State-owned transmission company Kordia still refuses to concede defeat in its bid for rural broadband contracts, a week after the Government rejected the proposal.
Kordia was part of the OpenGate consortium vying to build the Government's $285 million rural broadband network over the next six years.
The Government rejected the OpenGate bid last Monday, entering instead into negotiations with incumbents Vodafone and Telecom.
Kordia chief executive Geoff Hunt lashed out after the decision, saying the Government had opted for old technology which would fail to bridge the digital divide between rural and urban New Zealand.
The OpenGate bid proposed building a fixed wireless network using long-term evolution (LTE) technology.
However, this lost out to the Vodafone/Telecom offer of a slower network which would also offer third-generation (3G) mobile internet for the rural sector.
Communications Minister Steven Joyce said last Monday that fixed wireless LTE was not proven technology and the Government preferred going with a safer bet.
LTE is fourth-generation (4G) internet, but commentators dispute whether it offers speed up to a 4G standard. Despite this, LTE could potentially offer rural communities speeds four times faster than 3G.
The Government plan aims to connect 93 per cent of country schools to fibre, with speeds of at least 100 megabits a second and give 80 per cent rural households and businesses speeds of five megabits a second or better.
Hunt saw no issue with a state-owned enterprise speaking out against the Government.

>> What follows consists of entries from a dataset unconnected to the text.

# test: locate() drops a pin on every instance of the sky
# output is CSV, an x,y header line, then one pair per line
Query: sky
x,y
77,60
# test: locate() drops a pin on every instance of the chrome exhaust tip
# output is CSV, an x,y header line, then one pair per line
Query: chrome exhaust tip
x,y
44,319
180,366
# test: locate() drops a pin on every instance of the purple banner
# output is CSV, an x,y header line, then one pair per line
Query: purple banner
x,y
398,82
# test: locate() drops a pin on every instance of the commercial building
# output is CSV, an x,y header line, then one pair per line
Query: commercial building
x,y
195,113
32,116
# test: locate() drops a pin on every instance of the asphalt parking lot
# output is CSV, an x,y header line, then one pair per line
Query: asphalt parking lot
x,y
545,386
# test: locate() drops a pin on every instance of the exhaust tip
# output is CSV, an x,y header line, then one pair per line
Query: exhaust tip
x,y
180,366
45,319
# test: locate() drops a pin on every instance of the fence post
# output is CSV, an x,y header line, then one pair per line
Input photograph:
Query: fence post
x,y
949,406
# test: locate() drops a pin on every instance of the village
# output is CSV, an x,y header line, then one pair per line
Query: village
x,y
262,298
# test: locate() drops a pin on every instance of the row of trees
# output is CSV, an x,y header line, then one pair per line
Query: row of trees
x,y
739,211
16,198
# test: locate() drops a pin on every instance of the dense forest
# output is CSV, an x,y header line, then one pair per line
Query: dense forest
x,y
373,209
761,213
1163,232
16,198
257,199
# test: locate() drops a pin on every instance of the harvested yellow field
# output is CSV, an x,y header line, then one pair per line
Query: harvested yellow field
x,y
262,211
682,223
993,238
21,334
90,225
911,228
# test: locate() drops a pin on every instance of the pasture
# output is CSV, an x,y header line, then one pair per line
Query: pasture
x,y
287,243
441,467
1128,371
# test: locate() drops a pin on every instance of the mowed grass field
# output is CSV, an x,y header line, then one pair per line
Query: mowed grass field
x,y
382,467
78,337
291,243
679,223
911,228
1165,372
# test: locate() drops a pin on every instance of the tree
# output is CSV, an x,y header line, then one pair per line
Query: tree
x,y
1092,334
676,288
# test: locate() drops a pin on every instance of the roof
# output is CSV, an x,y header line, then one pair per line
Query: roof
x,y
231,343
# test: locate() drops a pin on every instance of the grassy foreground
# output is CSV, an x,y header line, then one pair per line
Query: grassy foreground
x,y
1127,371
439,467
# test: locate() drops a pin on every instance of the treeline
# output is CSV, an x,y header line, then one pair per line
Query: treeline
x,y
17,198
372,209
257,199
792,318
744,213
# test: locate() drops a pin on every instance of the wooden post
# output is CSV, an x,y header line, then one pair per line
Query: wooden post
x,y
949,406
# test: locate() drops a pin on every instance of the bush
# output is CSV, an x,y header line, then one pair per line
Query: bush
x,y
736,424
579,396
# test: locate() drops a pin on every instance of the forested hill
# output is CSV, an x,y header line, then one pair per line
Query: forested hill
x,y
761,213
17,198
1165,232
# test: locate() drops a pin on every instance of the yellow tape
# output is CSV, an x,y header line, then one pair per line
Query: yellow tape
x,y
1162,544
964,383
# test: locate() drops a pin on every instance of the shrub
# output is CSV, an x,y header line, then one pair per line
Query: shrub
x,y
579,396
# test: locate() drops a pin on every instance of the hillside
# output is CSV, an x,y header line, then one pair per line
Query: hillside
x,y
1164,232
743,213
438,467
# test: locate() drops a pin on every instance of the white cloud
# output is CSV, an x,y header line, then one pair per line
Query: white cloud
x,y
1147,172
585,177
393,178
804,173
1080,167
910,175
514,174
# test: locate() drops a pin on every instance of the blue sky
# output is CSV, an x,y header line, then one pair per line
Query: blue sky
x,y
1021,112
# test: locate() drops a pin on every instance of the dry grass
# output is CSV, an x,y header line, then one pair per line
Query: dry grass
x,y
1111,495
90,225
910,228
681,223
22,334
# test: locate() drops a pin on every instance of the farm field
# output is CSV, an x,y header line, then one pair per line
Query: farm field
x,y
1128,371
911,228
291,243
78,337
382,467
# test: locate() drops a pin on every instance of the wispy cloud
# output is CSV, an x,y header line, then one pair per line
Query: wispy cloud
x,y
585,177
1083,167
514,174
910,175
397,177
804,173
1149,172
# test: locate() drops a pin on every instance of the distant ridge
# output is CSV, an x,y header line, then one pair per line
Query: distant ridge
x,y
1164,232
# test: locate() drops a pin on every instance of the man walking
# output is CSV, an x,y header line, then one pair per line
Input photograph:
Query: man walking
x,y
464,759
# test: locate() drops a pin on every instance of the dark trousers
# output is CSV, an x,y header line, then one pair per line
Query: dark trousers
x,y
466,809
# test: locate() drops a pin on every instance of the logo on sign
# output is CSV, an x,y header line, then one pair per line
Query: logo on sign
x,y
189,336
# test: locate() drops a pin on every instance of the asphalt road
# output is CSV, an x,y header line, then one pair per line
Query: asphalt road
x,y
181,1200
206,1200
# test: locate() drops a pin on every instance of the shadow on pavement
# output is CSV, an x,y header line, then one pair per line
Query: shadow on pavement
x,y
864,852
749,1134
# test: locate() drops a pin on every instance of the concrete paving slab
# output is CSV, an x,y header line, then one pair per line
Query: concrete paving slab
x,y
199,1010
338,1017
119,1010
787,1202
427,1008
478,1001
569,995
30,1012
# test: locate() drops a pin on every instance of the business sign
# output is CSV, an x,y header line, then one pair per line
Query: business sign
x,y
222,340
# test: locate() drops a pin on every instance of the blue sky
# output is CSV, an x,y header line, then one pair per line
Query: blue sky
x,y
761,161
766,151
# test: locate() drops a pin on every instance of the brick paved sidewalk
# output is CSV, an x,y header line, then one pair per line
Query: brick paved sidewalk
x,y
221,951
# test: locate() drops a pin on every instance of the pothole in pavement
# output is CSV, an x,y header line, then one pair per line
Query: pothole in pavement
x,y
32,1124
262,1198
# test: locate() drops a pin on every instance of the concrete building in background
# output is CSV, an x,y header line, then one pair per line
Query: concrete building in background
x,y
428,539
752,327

"We are a commercial entity required to give a commercial result and we have to compete with all the other guys out there," he said.
Yesterday, Hunt was again on the offensive and pointed to Telstra's plan to roll out LTE in major Australian cities this year.
"[The announcement from] Telstra, a highly credible organisation, adds some weight to fact that LTE is not bleeding-edge technology or unproven. Rural New Zealand deserves to have real broadband," he said.
But Joyce discarded Hunt's complaints and said OpenGate and Telstra's offerings were different.
"They are not the same thing. Telstra is focused on mobile broadband using cell phones whereas OpenGate proposed using fixed wireless. There is a family of LTE technologies and frequencies and the two proposals use different ones," he said.
"What Kordia proposed is not in widespread use globally and is being offered by one company in two cities in Australia."